# Ear brag



## Storms (May 7, 2018)

Luka is about 13 weeks old, and just yesterday he sprouted his second ear! His right ear had been up for quite a while, but his left one was a bit lazy and stayed floppy for a while. What's even crazier is that the change happened in a matter of hours. My partner was home for lunch between 2-3 p.m., and the left ear was still floppy. I got home from work at 5, and both were standing!

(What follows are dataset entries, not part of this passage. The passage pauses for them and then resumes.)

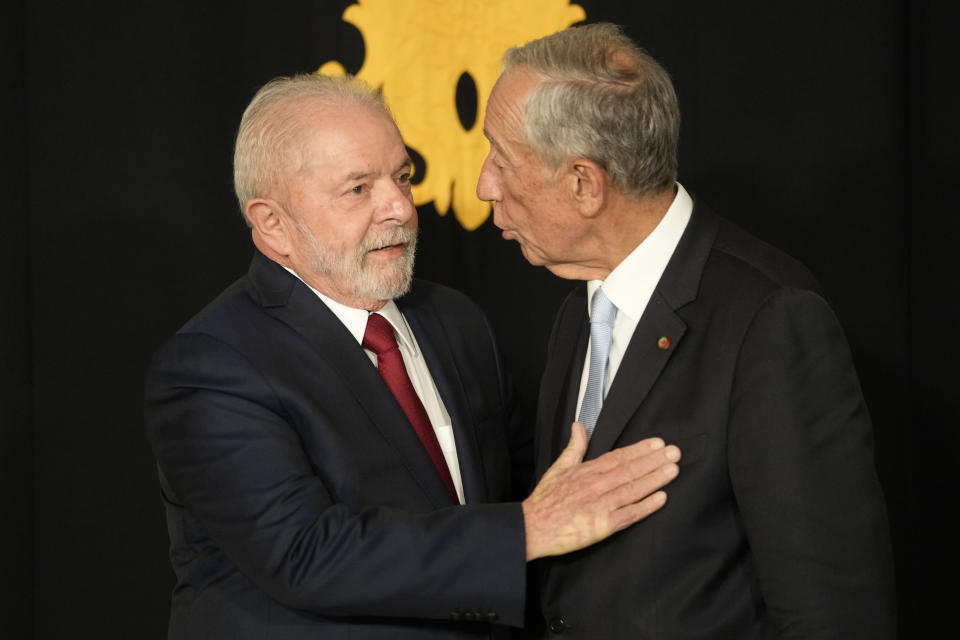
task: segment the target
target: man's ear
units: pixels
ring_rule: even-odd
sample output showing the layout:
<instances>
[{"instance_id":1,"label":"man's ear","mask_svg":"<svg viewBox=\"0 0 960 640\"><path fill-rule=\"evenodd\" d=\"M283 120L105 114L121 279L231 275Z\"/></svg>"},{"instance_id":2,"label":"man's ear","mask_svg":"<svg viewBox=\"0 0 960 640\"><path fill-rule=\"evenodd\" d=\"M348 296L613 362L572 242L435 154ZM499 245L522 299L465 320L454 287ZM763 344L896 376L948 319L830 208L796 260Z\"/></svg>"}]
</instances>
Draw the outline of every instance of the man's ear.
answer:
<instances>
[{"instance_id":1,"label":"man's ear","mask_svg":"<svg viewBox=\"0 0 960 640\"><path fill-rule=\"evenodd\" d=\"M243 214L253 230L253 240L258 247L269 249L266 253L289 256L294 233L290 215L272 198L248 200Z\"/></svg>"},{"instance_id":2,"label":"man's ear","mask_svg":"<svg viewBox=\"0 0 960 640\"><path fill-rule=\"evenodd\" d=\"M567 175L580 215L585 218L596 216L607 198L610 176L603 167L587 158L570 160L567 163Z\"/></svg>"}]
</instances>

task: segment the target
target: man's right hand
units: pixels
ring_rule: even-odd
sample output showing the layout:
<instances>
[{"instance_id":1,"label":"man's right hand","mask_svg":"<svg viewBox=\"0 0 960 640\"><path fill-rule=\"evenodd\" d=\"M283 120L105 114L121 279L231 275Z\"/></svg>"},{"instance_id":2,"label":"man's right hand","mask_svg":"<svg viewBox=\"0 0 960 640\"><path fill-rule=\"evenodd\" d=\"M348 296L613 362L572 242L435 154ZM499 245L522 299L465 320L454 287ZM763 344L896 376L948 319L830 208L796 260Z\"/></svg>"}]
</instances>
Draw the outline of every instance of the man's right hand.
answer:
<instances>
[{"instance_id":1,"label":"man's right hand","mask_svg":"<svg viewBox=\"0 0 960 640\"><path fill-rule=\"evenodd\" d=\"M587 432L570 442L523 501L527 560L588 547L643 520L666 503L659 491L679 472L680 449L648 438L583 462Z\"/></svg>"}]
</instances>

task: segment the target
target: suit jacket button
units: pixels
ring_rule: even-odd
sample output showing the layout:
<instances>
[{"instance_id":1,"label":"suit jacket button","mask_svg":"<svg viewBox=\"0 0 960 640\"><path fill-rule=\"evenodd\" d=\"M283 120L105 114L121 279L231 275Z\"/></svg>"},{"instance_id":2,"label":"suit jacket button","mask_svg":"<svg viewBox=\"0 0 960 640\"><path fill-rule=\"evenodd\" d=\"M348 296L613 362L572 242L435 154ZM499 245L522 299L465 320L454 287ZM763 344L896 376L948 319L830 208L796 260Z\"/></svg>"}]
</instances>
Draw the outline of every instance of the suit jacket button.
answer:
<instances>
[{"instance_id":1,"label":"suit jacket button","mask_svg":"<svg viewBox=\"0 0 960 640\"><path fill-rule=\"evenodd\" d=\"M453 611L450 612L450 619L457 620L457 621L462 620L463 614L460 613L459 609L454 609Z\"/></svg>"},{"instance_id":2,"label":"suit jacket button","mask_svg":"<svg viewBox=\"0 0 960 640\"><path fill-rule=\"evenodd\" d=\"M554 633L563 633L568 628L567 621L560 616L550 618L550 631Z\"/></svg>"},{"instance_id":3,"label":"suit jacket button","mask_svg":"<svg viewBox=\"0 0 960 640\"><path fill-rule=\"evenodd\" d=\"M487 611L487 622L496 622L499 617L496 611Z\"/></svg>"},{"instance_id":4,"label":"suit jacket button","mask_svg":"<svg viewBox=\"0 0 960 640\"><path fill-rule=\"evenodd\" d=\"M474 620L477 619L477 614L475 614L473 611L464 611L463 619L466 620L467 622L473 622Z\"/></svg>"}]
</instances>

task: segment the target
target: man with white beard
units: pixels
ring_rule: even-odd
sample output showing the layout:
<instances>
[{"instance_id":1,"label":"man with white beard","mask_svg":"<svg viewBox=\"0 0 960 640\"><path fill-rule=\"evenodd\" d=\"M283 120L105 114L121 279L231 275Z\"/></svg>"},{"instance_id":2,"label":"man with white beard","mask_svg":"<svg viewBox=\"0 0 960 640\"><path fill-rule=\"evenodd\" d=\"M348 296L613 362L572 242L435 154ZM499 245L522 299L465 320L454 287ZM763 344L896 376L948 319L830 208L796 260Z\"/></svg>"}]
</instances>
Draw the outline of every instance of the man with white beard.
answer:
<instances>
[{"instance_id":1,"label":"man with white beard","mask_svg":"<svg viewBox=\"0 0 960 640\"><path fill-rule=\"evenodd\" d=\"M147 381L170 638L504 637L527 561L664 504L676 447L582 463L579 424L520 499L531 430L483 314L412 279L412 164L376 92L268 83L234 164L250 270Z\"/></svg>"}]
</instances>

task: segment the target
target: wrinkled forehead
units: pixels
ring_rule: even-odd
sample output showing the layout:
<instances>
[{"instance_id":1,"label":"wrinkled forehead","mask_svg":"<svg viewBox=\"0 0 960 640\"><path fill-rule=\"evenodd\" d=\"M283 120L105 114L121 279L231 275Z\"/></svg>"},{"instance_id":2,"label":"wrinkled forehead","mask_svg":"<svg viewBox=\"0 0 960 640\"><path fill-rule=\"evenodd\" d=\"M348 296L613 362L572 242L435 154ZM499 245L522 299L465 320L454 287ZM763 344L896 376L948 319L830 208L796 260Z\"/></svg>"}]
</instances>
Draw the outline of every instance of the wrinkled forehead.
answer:
<instances>
[{"instance_id":1,"label":"wrinkled forehead","mask_svg":"<svg viewBox=\"0 0 960 640\"><path fill-rule=\"evenodd\" d=\"M542 76L526 67L515 67L504 72L490 93L487 115L505 121L522 121L527 100L542 80Z\"/></svg>"},{"instance_id":2,"label":"wrinkled forehead","mask_svg":"<svg viewBox=\"0 0 960 640\"><path fill-rule=\"evenodd\" d=\"M308 97L289 105L284 115L303 134L323 129L376 126L396 131L396 135L400 135L396 123L386 109L349 98Z\"/></svg>"},{"instance_id":3,"label":"wrinkled forehead","mask_svg":"<svg viewBox=\"0 0 960 640\"><path fill-rule=\"evenodd\" d=\"M483 121L484 135L491 144L501 148L526 146L523 112L530 94L541 80L541 76L525 67L515 67L497 79Z\"/></svg>"},{"instance_id":4,"label":"wrinkled forehead","mask_svg":"<svg viewBox=\"0 0 960 640\"><path fill-rule=\"evenodd\" d=\"M295 115L298 135L293 142L301 151L336 151L349 146L386 152L386 147L403 146L403 138L393 118L376 106L367 104L304 105ZM367 143L367 144L364 144Z\"/></svg>"}]
</instances>

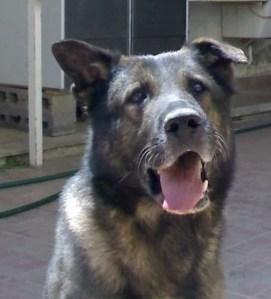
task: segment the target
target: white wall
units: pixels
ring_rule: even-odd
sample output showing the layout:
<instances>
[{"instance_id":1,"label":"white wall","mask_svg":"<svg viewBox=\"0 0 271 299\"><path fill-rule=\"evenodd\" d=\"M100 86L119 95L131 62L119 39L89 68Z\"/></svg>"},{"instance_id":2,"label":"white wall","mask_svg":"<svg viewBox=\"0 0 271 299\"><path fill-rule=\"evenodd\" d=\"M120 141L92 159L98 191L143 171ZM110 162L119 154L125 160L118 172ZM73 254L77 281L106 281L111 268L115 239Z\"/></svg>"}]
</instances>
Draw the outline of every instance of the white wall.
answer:
<instances>
[{"instance_id":1,"label":"white wall","mask_svg":"<svg viewBox=\"0 0 271 299\"><path fill-rule=\"evenodd\" d=\"M189 32L188 40L201 36L222 39L222 5L221 3L198 3L189 4Z\"/></svg>"},{"instance_id":2,"label":"white wall","mask_svg":"<svg viewBox=\"0 0 271 299\"><path fill-rule=\"evenodd\" d=\"M271 19L255 15L257 13L270 16L271 0L265 6L254 4L251 8L254 11L253 14L248 5L251 4L205 1L189 3L189 41L201 36L213 37L217 40L224 39L243 48L247 54L248 45L250 45L252 63L236 67L236 74L240 77L271 73L271 38L259 38L260 36L271 37Z\"/></svg>"},{"instance_id":3,"label":"white wall","mask_svg":"<svg viewBox=\"0 0 271 299\"><path fill-rule=\"evenodd\" d=\"M61 87L51 44L62 38L61 0L43 0L43 86ZM27 86L27 0L0 0L0 84Z\"/></svg>"}]
</instances>

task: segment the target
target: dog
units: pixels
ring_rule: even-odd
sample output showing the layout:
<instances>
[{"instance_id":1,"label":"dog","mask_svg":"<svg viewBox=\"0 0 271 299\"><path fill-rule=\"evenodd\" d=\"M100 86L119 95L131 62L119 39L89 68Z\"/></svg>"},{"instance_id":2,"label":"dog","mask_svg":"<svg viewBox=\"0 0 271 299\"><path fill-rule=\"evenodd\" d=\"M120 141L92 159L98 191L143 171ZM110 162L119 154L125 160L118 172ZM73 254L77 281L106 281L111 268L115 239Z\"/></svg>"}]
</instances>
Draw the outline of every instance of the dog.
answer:
<instances>
[{"instance_id":1,"label":"dog","mask_svg":"<svg viewBox=\"0 0 271 299\"><path fill-rule=\"evenodd\" d=\"M60 197L46 299L222 299L230 97L241 49L199 38L125 56L83 41L53 54L88 100L82 167Z\"/></svg>"}]
</instances>

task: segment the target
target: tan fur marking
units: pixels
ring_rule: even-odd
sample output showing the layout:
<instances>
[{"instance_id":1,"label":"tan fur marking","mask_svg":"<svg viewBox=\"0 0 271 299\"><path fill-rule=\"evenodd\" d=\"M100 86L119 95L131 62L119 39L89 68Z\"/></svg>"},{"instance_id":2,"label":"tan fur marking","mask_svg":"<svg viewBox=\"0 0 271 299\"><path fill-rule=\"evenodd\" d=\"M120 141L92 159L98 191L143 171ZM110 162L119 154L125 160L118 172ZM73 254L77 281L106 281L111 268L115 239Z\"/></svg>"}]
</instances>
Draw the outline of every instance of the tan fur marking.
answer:
<instances>
[{"instance_id":1,"label":"tan fur marking","mask_svg":"<svg viewBox=\"0 0 271 299\"><path fill-rule=\"evenodd\" d=\"M157 203L153 203L148 199L142 199L136 208L136 219L148 225L150 228L157 227L157 223L162 214L162 209Z\"/></svg>"},{"instance_id":2,"label":"tan fur marking","mask_svg":"<svg viewBox=\"0 0 271 299\"><path fill-rule=\"evenodd\" d=\"M86 209L75 197L66 199L64 208L68 225L86 250L90 267L98 273L98 276L113 292L121 289L124 286L124 278L112 258L112 253L107 251L109 244L106 242L106 238L103 238L100 231L96 233L98 229L93 217L86 214Z\"/></svg>"}]
</instances>

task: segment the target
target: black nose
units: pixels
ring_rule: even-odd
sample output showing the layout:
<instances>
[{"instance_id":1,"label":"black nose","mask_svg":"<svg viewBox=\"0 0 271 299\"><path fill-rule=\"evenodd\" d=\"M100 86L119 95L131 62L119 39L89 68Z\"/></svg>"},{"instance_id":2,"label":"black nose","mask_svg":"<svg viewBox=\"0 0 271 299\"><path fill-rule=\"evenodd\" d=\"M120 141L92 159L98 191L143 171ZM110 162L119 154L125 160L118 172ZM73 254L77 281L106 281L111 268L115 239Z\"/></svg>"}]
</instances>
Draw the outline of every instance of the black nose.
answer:
<instances>
[{"instance_id":1,"label":"black nose","mask_svg":"<svg viewBox=\"0 0 271 299\"><path fill-rule=\"evenodd\" d=\"M170 113L171 114L171 113ZM196 131L202 125L202 117L194 111L178 112L168 115L165 120L165 131L170 134L177 134L181 131Z\"/></svg>"}]
</instances>

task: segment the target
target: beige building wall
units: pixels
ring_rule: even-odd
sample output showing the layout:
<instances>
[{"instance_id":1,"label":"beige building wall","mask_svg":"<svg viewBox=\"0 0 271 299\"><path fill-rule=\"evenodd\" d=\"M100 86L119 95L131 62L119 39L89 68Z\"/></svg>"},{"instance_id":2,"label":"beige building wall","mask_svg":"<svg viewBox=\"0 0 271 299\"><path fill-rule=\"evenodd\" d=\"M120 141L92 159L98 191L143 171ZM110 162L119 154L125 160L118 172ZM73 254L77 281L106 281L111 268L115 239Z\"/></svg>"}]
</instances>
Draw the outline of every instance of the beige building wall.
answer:
<instances>
[{"instance_id":1,"label":"beige building wall","mask_svg":"<svg viewBox=\"0 0 271 299\"><path fill-rule=\"evenodd\" d=\"M250 63L237 67L239 77L271 75L271 1L210 2L189 2L188 40L208 36L241 47Z\"/></svg>"}]
</instances>

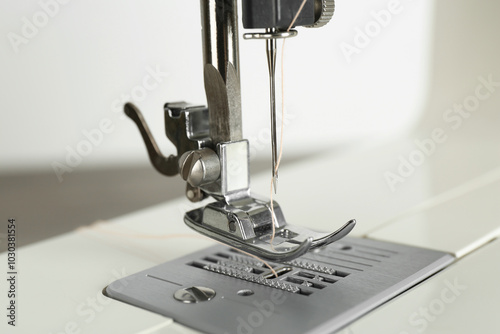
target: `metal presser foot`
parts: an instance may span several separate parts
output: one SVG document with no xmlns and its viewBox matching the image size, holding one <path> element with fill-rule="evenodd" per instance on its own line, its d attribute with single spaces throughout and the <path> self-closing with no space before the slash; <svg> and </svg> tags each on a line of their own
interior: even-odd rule
<svg viewBox="0 0 500 334">
<path fill-rule="evenodd" d="M 210 238 L 277 262 L 293 260 L 316 247 L 342 239 L 356 225 L 355 220 L 351 220 L 333 233 L 318 233 L 287 224 L 276 202 L 274 214 L 279 227 L 272 244 L 270 204 L 253 197 L 243 198 L 239 203 L 211 203 L 187 212 L 184 222 Z"/>
<path fill-rule="evenodd" d="M 162 174 L 180 173 L 187 181 L 186 196 L 198 202 L 207 196 L 214 202 L 189 211 L 184 222 L 195 231 L 244 252 L 272 261 L 289 261 L 320 246 L 345 237 L 356 224 L 351 220 L 333 233 L 318 233 L 286 223 L 279 204 L 250 194 L 248 141 L 218 143 L 213 150 L 208 131 L 208 109 L 186 103 L 165 105 L 167 137 L 177 156 L 165 157 L 149 131 L 141 112 L 128 103 L 125 113 L 138 126 L 153 166 Z"/>
</svg>

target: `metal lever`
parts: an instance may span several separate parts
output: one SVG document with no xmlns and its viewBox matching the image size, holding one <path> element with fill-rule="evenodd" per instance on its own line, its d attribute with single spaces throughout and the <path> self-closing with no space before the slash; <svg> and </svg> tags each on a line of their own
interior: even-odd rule
<svg viewBox="0 0 500 334">
<path fill-rule="evenodd" d="M 204 106 L 190 106 L 185 102 L 165 105 L 165 131 L 168 139 L 177 148 L 177 156 L 165 157 L 149 130 L 140 110 L 132 103 L 125 105 L 125 114 L 130 117 L 141 132 L 149 159 L 161 174 L 174 176 L 179 173 L 179 159 L 189 151 L 210 146 L 208 134 L 208 110 Z"/>
<path fill-rule="evenodd" d="M 127 103 L 125 104 L 125 114 L 130 117 L 139 128 L 142 139 L 144 140 L 148 150 L 149 159 L 151 160 L 154 168 L 161 174 L 167 176 L 176 175 L 179 172 L 177 157 L 175 155 L 170 155 L 167 158 L 161 153 L 139 109 L 132 103 Z"/>
</svg>

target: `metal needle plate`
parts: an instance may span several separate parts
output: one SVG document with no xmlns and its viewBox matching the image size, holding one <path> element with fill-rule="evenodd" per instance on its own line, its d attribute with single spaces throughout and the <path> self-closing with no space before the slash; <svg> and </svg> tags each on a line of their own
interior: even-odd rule
<svg viewBox="0 0 500 334">
<path fill-rule="evenodd" d="M 203 333 L 333 333 L 453 260 L 443 252 L 348 237 L 293 261 L 269 262 L 274 277 L 263 262 L 214 246 L 118 280 L 105 292 Z M 191 287 L 213 290 L 211 299 L 175 299 Z"/>
</svg>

Although we still had tons of time before they were both "supposed" to be up, I couldn't help but worry since many GSD pups his age have already gotten both of their ears. I'd love him no matter what, even if both ears were floppy, but I am so relieved to see he's developing normally. I'm still expecting them to drop again once he starts teething, but I'm still so happy that he's reached this GSD milestone.


----------



## tim_s_adams (Aug 9, 2017)

What a cute puppy! Don't be shocked if they don't continue to stand all the time, it's not uncommon for them to dance around (up then down then up) while teething.


----------



## sebrench (Dec 2, 2014)

What a cutie! Love those ears!


----------



## Nigel (Jul 10, 2012)

Our girl Tuke had her ears up when she came home between 8-9 weeks and hers stayed up. Her sisters ears were up but did a bit of a dance for a few days before staying up and Ranger came with his ears up too. Both our wgsl boys took up until 4-5 months before they stayed up for good. I’m not sure if there is some difference between lines or not?


----------



## MikeHayes43 (Aug 14, 2018)

I'm so excited that Gabriel's ears have Finally stood up. Now 18 weeks old.


----------



## stoli2003 (Aug 24, 2011)

Zore's ears at 17 weeks.


----------



## CometDog (Aug 22, 2017)

Adorable!!! Ah the ear dance <3


----------



## Atreu (Nov 30, 2018)

OMG!!! so cute!! <3 i love black gsds.


----------